LE FAUX PIERRE III, en 1767, 1768 & 1769.


Après la mort de Catherine, impératrice de Russie, Pierre III, son neveu, lui succéda au commencement de 1762 ; mais il ne jouit pas long-tems du trône. Son inapplication, son amour pour les plaisirs & pour les nouveautés, firent murmurer tous les ordres de l’état : des murmures on passa à la révolte. Pierre fut détrôné le 6 Juillet 1761, & l’impératrice fut reconnue souveraine, sous le nom de Catherine II. Ce prince mourut sept jours après d’une colique, à laquelle il étoit fort sujet.

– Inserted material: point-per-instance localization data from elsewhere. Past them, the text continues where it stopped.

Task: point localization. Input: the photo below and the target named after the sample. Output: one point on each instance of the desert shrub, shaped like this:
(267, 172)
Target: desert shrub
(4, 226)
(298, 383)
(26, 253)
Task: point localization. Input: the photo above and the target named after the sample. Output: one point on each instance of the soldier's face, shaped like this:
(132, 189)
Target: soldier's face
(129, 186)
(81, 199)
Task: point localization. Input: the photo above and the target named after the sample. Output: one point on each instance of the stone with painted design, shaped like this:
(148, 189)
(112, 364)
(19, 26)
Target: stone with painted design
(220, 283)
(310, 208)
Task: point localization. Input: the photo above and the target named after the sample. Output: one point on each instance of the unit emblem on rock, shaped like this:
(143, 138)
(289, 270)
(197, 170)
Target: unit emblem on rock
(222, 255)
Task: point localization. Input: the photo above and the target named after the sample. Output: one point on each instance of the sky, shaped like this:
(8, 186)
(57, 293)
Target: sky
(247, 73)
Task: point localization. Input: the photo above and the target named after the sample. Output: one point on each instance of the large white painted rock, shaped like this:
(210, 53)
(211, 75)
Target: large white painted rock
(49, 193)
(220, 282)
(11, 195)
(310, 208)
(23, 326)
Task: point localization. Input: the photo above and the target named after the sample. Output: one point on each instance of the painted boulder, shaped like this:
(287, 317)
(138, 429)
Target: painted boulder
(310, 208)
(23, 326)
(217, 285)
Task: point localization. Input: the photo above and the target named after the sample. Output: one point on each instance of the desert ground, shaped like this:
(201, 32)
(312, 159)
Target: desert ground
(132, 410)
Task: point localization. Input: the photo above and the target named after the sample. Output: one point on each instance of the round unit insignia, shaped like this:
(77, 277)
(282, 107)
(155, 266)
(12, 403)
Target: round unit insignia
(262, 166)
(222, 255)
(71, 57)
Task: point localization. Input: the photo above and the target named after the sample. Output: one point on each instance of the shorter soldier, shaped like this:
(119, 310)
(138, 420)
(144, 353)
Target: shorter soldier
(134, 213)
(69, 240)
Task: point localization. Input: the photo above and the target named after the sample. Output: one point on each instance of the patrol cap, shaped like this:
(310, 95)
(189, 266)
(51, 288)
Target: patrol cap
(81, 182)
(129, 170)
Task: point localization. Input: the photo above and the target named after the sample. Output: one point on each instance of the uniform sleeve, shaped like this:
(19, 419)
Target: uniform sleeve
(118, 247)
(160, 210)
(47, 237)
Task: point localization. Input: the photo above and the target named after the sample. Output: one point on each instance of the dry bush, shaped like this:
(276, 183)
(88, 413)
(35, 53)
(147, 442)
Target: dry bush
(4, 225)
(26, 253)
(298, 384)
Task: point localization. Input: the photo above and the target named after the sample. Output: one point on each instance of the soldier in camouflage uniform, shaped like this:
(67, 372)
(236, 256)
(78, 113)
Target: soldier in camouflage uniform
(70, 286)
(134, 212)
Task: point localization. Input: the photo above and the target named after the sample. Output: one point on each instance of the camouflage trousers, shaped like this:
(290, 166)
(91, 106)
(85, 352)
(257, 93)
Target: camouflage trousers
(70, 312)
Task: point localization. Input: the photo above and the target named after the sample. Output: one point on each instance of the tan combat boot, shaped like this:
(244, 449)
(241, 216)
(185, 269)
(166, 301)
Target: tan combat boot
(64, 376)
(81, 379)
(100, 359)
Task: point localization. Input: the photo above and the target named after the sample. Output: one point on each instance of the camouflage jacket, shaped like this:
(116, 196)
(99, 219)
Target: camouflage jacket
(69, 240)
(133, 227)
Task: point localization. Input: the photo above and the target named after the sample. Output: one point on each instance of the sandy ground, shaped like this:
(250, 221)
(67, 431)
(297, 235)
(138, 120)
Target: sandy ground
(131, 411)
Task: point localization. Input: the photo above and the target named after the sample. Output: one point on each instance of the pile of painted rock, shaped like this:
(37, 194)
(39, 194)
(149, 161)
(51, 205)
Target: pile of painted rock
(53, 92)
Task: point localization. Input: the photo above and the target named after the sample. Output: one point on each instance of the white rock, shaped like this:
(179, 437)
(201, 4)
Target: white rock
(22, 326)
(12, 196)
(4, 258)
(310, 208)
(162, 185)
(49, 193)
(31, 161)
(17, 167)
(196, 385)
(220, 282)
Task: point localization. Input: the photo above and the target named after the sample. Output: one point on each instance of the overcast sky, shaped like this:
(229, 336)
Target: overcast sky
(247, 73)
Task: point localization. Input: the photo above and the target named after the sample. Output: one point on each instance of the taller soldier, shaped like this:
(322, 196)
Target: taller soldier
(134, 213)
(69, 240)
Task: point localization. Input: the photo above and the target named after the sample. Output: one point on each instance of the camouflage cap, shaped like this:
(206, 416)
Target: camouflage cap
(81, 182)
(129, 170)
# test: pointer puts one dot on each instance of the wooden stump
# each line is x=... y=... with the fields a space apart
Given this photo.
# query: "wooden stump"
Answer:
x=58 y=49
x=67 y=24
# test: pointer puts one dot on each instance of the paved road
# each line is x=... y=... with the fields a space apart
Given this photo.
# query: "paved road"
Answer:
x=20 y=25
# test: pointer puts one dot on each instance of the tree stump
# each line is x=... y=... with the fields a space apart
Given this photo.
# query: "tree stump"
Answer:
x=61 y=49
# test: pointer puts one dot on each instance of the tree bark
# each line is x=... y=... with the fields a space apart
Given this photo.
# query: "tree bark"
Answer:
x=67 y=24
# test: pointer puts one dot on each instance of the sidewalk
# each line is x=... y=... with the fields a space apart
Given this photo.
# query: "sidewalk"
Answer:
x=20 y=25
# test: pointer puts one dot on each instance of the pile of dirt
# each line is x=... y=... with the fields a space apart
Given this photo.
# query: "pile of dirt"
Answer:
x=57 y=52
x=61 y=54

Son regne étoit, pour ainsi dire, déja oublié, lorsque, vers la fin de 1767, un aventurier s’avisa de le faire revivre. Ce nouveau Demetrius, sous prétexte de protéger la religion Grecque, fit révolter une partie de l’Albanie Turque, quelques villages de la république de Venise, & tous ceux de la province de Montenero. Cet imposteur, connu ci-devant sous le nom de Stephano Picolo, exerçoit la profession de médecin dans cette province. Né avec de l’esprit, une belle figure & des richesses, il crut pouvoir s’annoncer pour le Pierre III ; il prétendit qu’on avoit, dans le tems, fait courir à dessein le bruit de sa mort ; mais qu’il avoit trouvé le moyen de s’échapper de la prison. À la faveur de ce nom, & secondé par les Caloïers, moines Grecs schismatiques, qui ont beaucoup de pouvoir sur l’esprit des habitans, il parvint à se faire reconnoître publiquement pour le czar, non-seulement par le peuple, mais encore par l’évêque, & par tous les autres ordres. Il se trouva bientôt à la tête d’une armée : tout d’ailleurs lui étoit favorable.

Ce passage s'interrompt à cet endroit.